Приход Володыёвского прервал эти нежности.

Молодой Нововейский вскочил, чтобы приветствовать старшего офицера, и тотчас стал оправдываться, отчего сразу не доложил о своем прибытии коменданту: оттого, мол, что не по службе сюда прибыл, а приватным образом.

Володыёвский ласково обнял его и сказал:

– Да кто же, друг мой, посмеет упрекнуть тебя, что после столь долгой разлуки ты сперва родителю бухнулся в ноги. Кабы речь шла о службе, дело другое, но Рущиц, как видно, ничего тебе не поручил?

– Только поклон передать. Пан Рущиц к самому Ягорлыку подался, ему дали знать, будто там много конских следов на снегу обнаружено. Послание вашей милости мой комендант получил и тотчас же в орду переправил к своим родным и побратимам, чтобы искали там и выспрашивали, сам он, однако, не стал вам отписывать, рука, говорит, у меня на это негодящая, в искусстве том я не искушен.

– Не любит он писать, знаю! Для него сабля главное!

Маленький рыцарь пошевелил усиками и не без самодовольства сказал:

– А вы-то за Азба-беем месяца два безуспешно гонялись.

– Зато вы, ваша милость, проглотили его, как щука голавля, – воскликнул Нововейский. – Ну и ну! Не иначе бог его разума лешил, когда он, от пана Рущица ускользнувши, к вам стопы направил. Ну и попался, ха-ха!

Маленький рыцарь был приятно польщен этими словами и, желая польстить в ответ, обратился к Нововейскому-сгаршему:

– Мне господь пока что не дал сына, но, когда бы послал, я хотел бы, чтобы он на этого кавалера был похож!

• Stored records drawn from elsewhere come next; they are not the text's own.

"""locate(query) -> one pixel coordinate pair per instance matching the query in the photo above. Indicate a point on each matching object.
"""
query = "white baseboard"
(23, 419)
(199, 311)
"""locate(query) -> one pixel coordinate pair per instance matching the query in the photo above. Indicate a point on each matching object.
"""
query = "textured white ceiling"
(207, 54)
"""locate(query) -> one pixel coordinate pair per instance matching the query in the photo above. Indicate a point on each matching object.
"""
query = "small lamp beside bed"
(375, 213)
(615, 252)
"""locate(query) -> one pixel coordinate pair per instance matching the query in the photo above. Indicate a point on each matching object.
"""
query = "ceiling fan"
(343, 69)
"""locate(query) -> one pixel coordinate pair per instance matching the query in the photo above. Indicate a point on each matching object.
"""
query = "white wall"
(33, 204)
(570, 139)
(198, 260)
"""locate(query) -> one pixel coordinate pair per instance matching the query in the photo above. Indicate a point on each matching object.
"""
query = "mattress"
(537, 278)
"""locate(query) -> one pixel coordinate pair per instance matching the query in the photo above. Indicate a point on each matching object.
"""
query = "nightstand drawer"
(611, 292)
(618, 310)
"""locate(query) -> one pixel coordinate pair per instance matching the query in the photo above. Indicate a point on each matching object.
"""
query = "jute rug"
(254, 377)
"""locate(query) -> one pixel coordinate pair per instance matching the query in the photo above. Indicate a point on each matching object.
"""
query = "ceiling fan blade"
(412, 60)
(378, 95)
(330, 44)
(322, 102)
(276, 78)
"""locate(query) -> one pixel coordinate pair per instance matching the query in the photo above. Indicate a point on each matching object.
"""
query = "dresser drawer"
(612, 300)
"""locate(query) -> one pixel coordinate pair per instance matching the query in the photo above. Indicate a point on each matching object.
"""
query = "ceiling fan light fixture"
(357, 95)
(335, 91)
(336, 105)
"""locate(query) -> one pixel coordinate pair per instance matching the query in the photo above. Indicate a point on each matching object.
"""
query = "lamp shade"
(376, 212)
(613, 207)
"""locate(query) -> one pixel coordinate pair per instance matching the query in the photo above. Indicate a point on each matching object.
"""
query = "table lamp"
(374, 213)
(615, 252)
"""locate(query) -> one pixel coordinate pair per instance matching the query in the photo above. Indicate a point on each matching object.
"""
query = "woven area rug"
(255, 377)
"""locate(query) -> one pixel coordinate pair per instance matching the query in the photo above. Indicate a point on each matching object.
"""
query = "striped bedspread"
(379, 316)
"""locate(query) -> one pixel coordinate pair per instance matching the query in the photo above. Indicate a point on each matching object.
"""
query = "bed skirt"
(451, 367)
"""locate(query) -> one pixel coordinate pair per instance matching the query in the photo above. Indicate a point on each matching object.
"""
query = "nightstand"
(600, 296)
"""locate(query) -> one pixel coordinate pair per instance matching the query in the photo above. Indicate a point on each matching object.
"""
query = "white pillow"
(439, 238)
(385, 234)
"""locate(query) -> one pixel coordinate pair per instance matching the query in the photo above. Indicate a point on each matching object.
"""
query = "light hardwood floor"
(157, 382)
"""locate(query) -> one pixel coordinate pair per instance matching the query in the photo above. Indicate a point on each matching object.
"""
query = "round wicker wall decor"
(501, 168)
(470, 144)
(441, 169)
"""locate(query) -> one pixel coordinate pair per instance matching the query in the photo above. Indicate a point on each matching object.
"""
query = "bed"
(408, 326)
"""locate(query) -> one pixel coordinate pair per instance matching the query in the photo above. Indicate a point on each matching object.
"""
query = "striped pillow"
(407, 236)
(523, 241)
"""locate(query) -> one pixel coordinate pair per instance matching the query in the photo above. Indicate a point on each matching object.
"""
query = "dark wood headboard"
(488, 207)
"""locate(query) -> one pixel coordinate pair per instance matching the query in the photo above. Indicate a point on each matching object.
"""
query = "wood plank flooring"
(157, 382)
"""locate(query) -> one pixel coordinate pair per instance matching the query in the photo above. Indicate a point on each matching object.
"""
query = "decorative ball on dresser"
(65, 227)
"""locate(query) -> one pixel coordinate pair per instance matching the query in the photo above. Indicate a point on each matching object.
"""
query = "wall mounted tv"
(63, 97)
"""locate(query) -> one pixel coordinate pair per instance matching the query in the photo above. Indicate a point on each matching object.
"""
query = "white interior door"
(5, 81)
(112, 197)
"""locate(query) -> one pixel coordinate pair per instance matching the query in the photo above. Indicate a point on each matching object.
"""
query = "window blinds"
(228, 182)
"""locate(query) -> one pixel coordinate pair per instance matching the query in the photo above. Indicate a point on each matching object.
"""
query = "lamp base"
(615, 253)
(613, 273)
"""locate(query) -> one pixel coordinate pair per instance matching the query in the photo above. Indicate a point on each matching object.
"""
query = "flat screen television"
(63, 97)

– И что в нем особенного! Ничего! – возразил старый шляхтич. – Nequam [92]92
  Беспутный (лат.).


[Закрыть]
, и все тут. Экая, тоже мне, диковина…

А сам даже засопел от удовольствия.

Маленький рыцарь погладил Эву по щеке.

– Я, барышня, – сказал он, – далеко уже не юнец, а вот Баська моя почти что тебе ровесница, и я стараюсь, чтобы у нее порой бывали приятные развлечения, подобающие молодому возрасту… Правда, все ее тут боготворят, надеюсь, и ты, барышня, признаешь, ведь есть за что?

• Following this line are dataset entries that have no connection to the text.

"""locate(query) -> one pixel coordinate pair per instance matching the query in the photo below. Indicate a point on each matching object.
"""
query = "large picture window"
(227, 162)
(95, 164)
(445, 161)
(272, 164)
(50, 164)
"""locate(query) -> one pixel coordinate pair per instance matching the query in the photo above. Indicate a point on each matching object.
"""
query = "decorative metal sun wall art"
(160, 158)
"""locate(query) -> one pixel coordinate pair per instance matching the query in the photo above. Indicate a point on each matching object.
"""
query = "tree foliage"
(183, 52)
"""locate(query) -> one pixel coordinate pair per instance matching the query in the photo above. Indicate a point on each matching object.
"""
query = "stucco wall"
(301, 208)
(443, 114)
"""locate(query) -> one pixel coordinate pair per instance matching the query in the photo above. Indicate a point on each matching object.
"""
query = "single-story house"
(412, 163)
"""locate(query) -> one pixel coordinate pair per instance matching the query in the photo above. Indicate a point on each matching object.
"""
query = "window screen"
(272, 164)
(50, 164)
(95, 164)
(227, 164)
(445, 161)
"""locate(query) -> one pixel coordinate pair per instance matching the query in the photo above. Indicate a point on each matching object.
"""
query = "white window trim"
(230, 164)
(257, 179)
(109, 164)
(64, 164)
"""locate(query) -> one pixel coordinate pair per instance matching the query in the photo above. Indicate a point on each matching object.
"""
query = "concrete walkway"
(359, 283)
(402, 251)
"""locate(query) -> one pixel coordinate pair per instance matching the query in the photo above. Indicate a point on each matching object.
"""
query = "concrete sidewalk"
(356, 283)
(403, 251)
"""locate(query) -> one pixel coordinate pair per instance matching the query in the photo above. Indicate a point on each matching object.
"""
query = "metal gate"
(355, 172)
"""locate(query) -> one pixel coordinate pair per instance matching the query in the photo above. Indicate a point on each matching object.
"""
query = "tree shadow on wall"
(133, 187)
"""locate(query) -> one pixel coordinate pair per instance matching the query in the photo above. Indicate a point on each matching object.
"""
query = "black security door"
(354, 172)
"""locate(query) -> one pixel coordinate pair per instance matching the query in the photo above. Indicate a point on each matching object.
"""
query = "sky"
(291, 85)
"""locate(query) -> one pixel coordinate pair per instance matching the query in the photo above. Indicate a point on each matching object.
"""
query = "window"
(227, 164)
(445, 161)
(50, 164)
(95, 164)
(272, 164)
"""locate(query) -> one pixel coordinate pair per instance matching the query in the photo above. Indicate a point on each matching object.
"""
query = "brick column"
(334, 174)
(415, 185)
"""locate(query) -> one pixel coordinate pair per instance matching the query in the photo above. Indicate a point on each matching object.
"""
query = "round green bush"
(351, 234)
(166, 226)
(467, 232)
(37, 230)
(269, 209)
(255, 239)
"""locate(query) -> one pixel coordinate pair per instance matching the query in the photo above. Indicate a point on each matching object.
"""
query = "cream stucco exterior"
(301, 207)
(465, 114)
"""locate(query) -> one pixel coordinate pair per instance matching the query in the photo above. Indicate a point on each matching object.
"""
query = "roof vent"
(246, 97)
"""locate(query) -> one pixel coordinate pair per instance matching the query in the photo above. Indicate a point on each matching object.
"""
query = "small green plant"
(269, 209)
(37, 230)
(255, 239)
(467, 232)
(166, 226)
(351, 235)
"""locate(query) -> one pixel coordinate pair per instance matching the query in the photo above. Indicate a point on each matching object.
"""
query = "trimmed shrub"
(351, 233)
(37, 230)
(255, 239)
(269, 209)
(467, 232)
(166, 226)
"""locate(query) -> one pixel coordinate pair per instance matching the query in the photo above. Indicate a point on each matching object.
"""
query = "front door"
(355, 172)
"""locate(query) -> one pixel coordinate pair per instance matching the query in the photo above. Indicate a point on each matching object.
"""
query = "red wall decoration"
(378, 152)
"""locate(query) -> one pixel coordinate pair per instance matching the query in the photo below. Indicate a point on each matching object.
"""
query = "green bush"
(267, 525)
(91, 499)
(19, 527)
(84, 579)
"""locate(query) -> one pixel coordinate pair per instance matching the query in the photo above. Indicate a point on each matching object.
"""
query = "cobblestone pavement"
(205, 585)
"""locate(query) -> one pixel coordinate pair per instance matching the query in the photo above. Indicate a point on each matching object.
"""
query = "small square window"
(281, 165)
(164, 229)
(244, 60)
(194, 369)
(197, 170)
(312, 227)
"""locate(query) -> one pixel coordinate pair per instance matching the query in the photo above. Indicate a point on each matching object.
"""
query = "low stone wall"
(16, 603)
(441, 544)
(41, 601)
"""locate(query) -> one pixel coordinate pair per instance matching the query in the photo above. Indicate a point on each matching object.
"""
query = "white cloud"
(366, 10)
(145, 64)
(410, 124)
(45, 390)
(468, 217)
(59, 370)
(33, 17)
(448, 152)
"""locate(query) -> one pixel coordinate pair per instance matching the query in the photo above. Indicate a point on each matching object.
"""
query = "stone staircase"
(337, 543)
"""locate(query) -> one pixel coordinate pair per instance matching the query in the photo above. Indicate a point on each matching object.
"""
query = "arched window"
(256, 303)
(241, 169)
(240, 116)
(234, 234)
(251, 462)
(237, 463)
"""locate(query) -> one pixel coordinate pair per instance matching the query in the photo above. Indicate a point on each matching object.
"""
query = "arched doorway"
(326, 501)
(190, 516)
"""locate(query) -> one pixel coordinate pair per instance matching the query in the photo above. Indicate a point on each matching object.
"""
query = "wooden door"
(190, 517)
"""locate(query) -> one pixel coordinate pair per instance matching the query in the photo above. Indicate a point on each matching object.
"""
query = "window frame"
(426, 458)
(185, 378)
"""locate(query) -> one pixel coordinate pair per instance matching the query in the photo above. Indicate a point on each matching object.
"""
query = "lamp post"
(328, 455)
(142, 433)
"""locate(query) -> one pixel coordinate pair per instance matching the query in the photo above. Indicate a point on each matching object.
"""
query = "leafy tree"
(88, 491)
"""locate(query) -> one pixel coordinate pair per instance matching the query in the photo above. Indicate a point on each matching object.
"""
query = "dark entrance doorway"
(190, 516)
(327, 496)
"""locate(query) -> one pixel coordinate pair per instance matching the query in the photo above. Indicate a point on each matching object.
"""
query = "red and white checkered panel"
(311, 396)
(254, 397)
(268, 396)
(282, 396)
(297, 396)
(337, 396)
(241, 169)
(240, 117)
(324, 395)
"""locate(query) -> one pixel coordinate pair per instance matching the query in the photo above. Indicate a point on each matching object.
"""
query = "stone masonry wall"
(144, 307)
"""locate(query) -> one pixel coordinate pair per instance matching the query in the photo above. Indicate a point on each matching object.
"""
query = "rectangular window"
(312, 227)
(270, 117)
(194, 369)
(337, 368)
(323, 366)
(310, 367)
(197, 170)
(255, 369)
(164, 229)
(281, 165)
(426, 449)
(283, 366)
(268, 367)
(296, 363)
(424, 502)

– Боже милостивый? – вскричала Эвка. – Да другой такой на свете нету! Я сейчас о том говорила!

Маленький рыцарь несказанно обрадовался, лицо его просияло.

– Да? Так и сказала?

– Так и сказала! – подхватили разом отец и сын.

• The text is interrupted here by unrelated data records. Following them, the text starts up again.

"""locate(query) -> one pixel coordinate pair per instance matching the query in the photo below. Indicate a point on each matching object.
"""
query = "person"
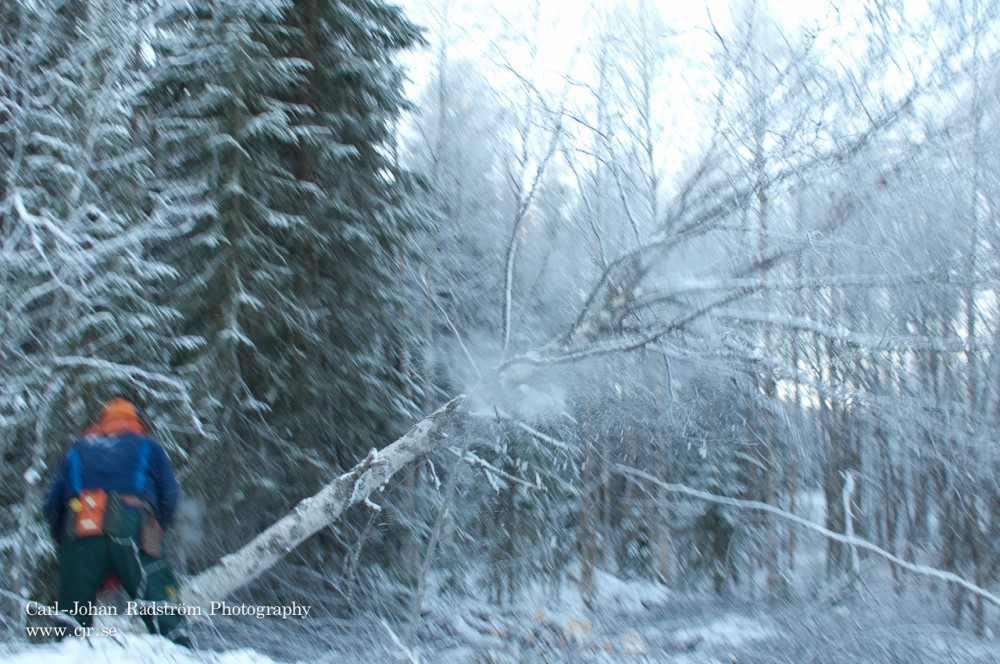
(110, 502)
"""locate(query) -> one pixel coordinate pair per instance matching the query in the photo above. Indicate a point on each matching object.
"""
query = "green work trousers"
(84, 562)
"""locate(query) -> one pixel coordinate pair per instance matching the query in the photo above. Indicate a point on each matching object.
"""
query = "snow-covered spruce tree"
(220, 123)
(353, 385)
(75, 222)
(273, 124)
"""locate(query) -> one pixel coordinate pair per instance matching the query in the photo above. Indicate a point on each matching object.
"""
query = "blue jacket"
(130, 463)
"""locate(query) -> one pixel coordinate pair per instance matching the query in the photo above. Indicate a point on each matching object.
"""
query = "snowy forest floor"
(631, 622)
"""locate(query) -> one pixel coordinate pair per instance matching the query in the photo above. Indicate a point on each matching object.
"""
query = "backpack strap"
(75, 471)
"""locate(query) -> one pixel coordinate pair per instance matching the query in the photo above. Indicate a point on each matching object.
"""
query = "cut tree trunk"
(309, 516)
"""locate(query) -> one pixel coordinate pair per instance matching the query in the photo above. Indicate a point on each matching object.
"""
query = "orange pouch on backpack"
(90, 512)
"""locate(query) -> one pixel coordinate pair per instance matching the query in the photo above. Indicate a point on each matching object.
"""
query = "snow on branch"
(309, 516)
(849, 540)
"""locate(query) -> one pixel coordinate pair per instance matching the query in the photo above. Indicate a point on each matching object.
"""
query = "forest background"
(693, 283)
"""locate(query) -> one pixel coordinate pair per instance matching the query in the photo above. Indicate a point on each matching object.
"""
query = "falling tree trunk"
(260, 554)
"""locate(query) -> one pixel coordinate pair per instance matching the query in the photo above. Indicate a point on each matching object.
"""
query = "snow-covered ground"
(631, 621)
(126, 649)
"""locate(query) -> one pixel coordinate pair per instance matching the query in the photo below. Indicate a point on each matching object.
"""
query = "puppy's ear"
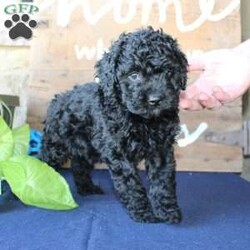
(106, 67)
(183, 64)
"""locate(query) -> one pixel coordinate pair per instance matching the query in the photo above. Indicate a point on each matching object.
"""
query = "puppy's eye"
(134, 76)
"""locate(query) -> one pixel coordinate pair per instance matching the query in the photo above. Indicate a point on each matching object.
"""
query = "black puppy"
(131, 115)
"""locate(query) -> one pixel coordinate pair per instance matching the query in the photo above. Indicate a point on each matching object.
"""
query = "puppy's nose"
(154, 100)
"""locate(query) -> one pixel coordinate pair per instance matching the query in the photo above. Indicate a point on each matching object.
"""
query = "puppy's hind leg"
(53, 154)
(82, 177)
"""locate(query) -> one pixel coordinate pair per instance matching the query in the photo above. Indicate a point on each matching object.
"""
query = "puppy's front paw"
(144, 217)
(171, 215)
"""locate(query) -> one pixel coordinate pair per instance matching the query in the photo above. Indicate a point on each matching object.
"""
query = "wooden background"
(71, 37)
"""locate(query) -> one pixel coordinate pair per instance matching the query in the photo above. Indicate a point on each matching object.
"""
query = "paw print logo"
(20, 26)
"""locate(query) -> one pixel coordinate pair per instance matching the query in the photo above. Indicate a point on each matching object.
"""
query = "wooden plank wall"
(72, 35)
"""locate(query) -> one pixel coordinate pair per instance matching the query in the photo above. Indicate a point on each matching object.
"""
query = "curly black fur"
(131, 115)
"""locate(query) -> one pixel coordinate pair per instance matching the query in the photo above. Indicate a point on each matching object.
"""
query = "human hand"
(225, 77)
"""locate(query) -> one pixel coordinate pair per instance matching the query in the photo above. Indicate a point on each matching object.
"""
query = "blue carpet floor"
(216, 209)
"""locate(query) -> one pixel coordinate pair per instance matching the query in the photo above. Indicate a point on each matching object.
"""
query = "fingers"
(199, 102)
(189, 104)
(196, 63)
(220, 95)
(209, 102)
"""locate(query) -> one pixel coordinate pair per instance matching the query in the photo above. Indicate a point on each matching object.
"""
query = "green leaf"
(6, 141)
(37, 184)
(21, 137)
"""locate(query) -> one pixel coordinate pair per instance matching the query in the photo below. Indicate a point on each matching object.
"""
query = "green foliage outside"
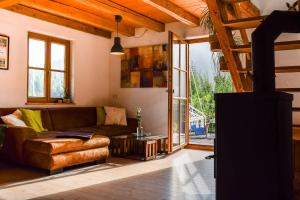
(202, 91)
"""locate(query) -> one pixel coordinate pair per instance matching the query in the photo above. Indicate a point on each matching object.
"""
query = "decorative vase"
(139, 129)
(223, 65)
(139, 132)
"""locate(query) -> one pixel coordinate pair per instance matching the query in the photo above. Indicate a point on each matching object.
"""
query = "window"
(48, 68)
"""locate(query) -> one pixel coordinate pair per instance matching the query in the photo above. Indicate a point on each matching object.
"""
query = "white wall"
(90, 61)
(154, 101)
(284, 58)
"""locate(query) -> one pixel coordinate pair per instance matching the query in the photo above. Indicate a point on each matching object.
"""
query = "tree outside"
(202, 90)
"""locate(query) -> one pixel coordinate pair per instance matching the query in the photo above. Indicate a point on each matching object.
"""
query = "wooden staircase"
(244, 15)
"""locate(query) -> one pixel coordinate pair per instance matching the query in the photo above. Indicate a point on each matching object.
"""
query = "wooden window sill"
(41, 103)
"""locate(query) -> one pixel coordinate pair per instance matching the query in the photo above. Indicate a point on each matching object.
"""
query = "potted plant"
(67, 96)
(207, 25)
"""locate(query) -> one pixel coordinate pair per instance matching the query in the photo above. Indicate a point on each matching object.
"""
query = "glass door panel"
(182, 121)
(176, 122)
(178, 96)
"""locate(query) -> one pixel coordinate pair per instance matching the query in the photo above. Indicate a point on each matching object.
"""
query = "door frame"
(197, 146)
(170, 94)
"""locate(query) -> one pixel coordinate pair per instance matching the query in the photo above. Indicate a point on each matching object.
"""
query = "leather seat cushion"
(108, 131)
(58, 161)
(52, 145)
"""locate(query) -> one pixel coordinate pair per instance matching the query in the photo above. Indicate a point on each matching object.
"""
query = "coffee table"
(141, 148)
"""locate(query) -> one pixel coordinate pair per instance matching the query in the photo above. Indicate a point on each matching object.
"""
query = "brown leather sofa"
(44, 150)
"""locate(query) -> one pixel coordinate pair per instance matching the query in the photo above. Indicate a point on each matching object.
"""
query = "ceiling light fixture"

– Ну так приоденься-ка, барышня, понаряднее, я, видишь ли, втайне от Баськи капеллу нынче пригласил из Каменца. Музыкантам велел инструменты запрятать в солому, а ей сказал, будто цыгане приехали коней продавать. Нынче вечером такие танцы закатим! А она охотница до них, хотя и строит из себя степенную матрону.

И пан Михал, довольный, стал потирать руку.